К тому времени он жил рядом с Пафнутием уже около двух лет и начинал тяготиться ролью новоначального, ему хотелось стать полноправным иноком, он уже твёрдо решил посвятить себя служению Христу. Но учитель не заговаривал об этом, а Ивану было неловко, да и не положено напрашиваться на награду, надо было дожидаться, когда игумен сам назначит положенный для пострижения срок. Однако в вопросе своём послушник сраму не видел, потому и спросил о том, что тревожило. Пафнутий сдержанно улыбнулся:
— Три года — срок, за который человек съедает пуд соли с товарищами, — то ли пошутил, то ли серьёзно сказал он. — Время достаточное, чтобы присмотреться к монастырской жизни, понять смысл её, обуздать строптивость свою, обдумать — готов ли ты Богу обет дать. Ну и братия к тебе привыкает, тоже изучает тебя.
— А коли я прежде того почувствовал, что готов, что нашёл свою долю, можно ли раньше постричься?
— Отчего же нельзя, — совсем буднично ответил Пафнутий. — Ты твёрдо решение своё обдумал?
— Конечно же, конечно, — восторженно прошептал Иван в радостном предчувствии надвигающегося счастливого события.
...Трижды отклонял Пафнутий, как и положено было при пострижении, ножницы в сторону из рук ученика, в последний раз испытывая на твёрдость принятого решения. Иван Санин вновь смиренно протягивал их учителю — большие, чёрные, почерневшие от времени и трудов. На третий раз, сотворив молитву, игумен, не спеша, выстриг крест на голове ученика и нарёк его новым иноческим именем Иосиф. Торжественно, под молитвенное пение собратьев облачили его в хитон, затем надели параман — четырёхугольный плат с крестом на груди, и уже самостоятельно натянул он на себя рясу, подвязав пояс. Сам преподобный учитель возложил торжественно на главу его новенький клобук. Так, в 1460 году от Рождества Христова, в день памяти Святого Мартиниана в Пафнутьевом Боровском монастыре, да и на всей Руси появился новый слуга Божий Иосиф. В ту пору исполнилось ему двадцать лет.
Но Пафнутий не спешил отпустить новопостриженного в отдельную келью.

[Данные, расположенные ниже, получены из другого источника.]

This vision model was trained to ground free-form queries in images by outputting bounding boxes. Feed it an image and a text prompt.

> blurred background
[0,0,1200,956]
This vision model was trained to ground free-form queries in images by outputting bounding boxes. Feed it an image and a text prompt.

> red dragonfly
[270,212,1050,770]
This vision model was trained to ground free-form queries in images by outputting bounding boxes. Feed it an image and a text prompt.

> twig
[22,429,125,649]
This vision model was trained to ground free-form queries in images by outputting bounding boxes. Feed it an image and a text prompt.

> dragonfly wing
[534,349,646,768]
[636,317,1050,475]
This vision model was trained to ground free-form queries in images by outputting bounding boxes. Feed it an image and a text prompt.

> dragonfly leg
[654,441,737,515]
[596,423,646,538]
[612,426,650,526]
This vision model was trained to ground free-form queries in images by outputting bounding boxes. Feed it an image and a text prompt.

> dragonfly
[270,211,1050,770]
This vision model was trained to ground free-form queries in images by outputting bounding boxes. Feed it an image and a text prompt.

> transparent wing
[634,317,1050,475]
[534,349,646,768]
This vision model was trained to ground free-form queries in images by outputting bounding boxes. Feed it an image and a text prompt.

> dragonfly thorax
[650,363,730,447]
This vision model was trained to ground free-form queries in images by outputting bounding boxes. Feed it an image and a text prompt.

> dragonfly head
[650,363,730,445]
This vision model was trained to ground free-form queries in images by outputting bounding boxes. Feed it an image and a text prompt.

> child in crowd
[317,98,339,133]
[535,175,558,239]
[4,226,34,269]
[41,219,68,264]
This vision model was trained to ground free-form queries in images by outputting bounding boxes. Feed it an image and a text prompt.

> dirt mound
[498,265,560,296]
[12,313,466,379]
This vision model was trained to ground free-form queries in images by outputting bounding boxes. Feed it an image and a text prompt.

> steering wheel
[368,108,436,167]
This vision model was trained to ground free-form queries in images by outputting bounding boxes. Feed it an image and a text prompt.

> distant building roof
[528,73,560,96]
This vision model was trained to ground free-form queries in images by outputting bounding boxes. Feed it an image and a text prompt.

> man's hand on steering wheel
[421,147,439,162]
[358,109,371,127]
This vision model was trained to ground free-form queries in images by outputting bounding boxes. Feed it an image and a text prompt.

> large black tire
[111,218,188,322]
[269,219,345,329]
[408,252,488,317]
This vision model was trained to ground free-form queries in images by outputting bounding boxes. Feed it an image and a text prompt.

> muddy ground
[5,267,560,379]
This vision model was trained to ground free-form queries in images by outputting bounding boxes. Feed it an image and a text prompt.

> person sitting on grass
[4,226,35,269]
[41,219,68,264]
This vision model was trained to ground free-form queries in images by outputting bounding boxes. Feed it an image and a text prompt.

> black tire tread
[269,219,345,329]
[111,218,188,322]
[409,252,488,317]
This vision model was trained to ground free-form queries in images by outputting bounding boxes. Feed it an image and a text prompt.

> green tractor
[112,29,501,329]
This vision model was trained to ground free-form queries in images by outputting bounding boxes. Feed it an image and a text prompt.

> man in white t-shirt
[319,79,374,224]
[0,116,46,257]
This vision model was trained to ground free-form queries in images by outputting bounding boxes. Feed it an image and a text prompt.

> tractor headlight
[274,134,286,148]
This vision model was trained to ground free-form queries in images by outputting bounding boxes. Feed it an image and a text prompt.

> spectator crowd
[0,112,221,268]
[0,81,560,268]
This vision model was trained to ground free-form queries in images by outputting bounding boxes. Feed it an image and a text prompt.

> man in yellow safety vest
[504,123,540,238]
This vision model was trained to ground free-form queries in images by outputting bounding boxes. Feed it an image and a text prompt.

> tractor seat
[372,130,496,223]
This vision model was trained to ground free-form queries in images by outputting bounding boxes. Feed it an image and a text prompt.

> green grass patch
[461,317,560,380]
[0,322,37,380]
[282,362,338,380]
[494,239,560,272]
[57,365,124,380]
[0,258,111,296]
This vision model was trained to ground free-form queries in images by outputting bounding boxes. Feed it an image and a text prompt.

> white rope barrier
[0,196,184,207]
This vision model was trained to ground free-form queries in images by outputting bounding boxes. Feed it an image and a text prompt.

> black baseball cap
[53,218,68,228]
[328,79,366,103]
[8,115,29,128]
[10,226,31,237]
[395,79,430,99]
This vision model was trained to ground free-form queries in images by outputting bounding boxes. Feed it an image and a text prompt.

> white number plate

Нет, он не сомневался в нравственных достоинствах ученика, в твёрдости намерений Иосифа стать достойным слугой Божиим. Но видел, чувствовал старец в ученике черты, которые требовали постоянного противодействия, перевоспитания. Черты, которые могли позволить Иосифу сделаться выдающимся церковным деятелем, подвижником, но и могли в то же время низвергнуть в ад. Обладая огромным трудолюбием, способностями к наукам, целеустремлённостью и умом, Иосиф, кроме того, был ещё и горяч, честолюбив и горд. Не спеша, но непреклонно наставлял преподобный ученика, повторяя, что монашеская жизнь помогает найти путь к спасению, но в ней, в этой жизни, главные добродетели — смирение и послушание, полный отказ от своей воли. Пафнутий призывал его почаще вспоминать труды великого мыслителя и писателя земли Русской Кирилла Туровского: «Ты, как свеча, волен в себе до церковных дверей, а потом не смотри, что и как из тебя сделают... Имей свою волю только до поступления в монастырь; по принятии те монашеского образа всего себя отдай в послушание, не таи в своём сердце даже малого своеволия, дабы не умереть душою».
Пафнутий видел, что ученик его добросовестно пытается ломать свой характер, учится смирению, приспосабливается к требованиям монашеской жизни, покоряется старшим, даже если они и глупее него, если требуют от него непонятного. Но природа брала порой верх, и старец замечал, как трудно даётся Иосифу-лидеру эта покорность. Как вспыхивает он в ответ на несправедливость и рвётся возразить, настоять на своём.